An anonymous reader writes “There are 139,834 open-source projects under way on SourceForge. IWeek wonders which projects will make lasting contributions, and which will fizzle. Sure, Linux, Apache, and MySQL are winners, but what about OpenVista, FLOSSmole, and Hyperic HQ? What’s your list of open-source winners and losers?”

I know it is all kinds of fun to poke around SF.net and look at all the projects that went anywhere, or even started the trip. The thing is, a few weeks ago, I had a really interesting email exchange. Someone contacted me about the function of a class I wrote as part of a one-off two-weekend project. I walked away from a lot of that code over a year ago, and here I am getting support requests.
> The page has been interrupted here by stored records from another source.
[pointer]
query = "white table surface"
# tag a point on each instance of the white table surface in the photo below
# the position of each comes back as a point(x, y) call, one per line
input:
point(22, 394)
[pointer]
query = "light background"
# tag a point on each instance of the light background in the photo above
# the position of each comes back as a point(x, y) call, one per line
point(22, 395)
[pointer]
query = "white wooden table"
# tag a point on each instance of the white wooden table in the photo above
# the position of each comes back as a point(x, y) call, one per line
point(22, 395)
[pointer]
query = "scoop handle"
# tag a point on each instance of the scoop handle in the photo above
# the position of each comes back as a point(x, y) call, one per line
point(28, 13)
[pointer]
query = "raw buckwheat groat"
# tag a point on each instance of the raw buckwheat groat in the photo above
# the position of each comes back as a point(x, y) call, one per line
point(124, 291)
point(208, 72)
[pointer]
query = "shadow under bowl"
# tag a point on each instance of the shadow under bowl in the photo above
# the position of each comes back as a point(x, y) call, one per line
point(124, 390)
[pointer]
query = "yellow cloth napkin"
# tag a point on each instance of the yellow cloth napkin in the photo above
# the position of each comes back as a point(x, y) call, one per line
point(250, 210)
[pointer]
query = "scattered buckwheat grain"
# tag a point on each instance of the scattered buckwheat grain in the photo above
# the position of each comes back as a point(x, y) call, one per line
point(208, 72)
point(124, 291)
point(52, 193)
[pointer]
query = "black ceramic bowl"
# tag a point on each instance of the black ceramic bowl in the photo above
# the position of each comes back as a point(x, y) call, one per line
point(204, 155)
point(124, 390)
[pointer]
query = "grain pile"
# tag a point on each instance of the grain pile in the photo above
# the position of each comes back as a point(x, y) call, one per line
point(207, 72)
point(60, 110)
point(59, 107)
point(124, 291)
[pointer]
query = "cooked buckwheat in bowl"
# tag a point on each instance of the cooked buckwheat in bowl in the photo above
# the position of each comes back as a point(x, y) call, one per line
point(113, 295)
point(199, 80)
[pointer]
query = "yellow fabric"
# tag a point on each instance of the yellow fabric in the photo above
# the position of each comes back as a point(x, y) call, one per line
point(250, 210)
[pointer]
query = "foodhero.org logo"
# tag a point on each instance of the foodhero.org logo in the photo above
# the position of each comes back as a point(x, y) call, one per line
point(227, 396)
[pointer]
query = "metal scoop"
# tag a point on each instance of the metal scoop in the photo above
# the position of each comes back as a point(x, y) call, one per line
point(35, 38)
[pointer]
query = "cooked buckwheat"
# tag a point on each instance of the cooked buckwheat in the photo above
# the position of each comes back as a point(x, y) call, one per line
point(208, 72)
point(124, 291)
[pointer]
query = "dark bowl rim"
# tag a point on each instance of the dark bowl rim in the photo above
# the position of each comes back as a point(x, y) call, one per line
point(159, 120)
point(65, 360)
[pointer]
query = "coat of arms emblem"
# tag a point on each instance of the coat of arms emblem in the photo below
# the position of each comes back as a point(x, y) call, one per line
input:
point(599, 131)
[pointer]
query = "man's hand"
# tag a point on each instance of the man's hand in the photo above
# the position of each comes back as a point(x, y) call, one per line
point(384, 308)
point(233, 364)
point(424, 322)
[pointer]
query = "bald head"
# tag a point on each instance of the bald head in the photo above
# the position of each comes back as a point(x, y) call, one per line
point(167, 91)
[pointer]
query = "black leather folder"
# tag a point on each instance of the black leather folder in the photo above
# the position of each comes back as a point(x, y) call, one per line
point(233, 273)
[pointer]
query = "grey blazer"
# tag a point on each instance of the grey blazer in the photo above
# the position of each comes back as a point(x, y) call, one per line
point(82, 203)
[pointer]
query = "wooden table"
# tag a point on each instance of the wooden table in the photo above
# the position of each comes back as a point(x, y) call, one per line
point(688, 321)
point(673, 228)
It wasn’t even about the core functionality of the project, but a utility class I had written in it.

I was, of course, fascinated. Did you see my project? Did you care enough to look into the code? No, it was the result of a Koders search. Koders, and the less-useful Google Code Search might actually give a lot of life to those “Open Source Losers”. Even if the project never takes off, if there are useful bits of code living on the web, people will find them. It isn’t quite the grand vision of component-reuse that the Computer Scientists (capital C capital S) have wanted to see, but neither is Google the vast auto-correlated semantic web that TBL has been foretelling for a decade. Maybe, just maybe, though, it is good enough.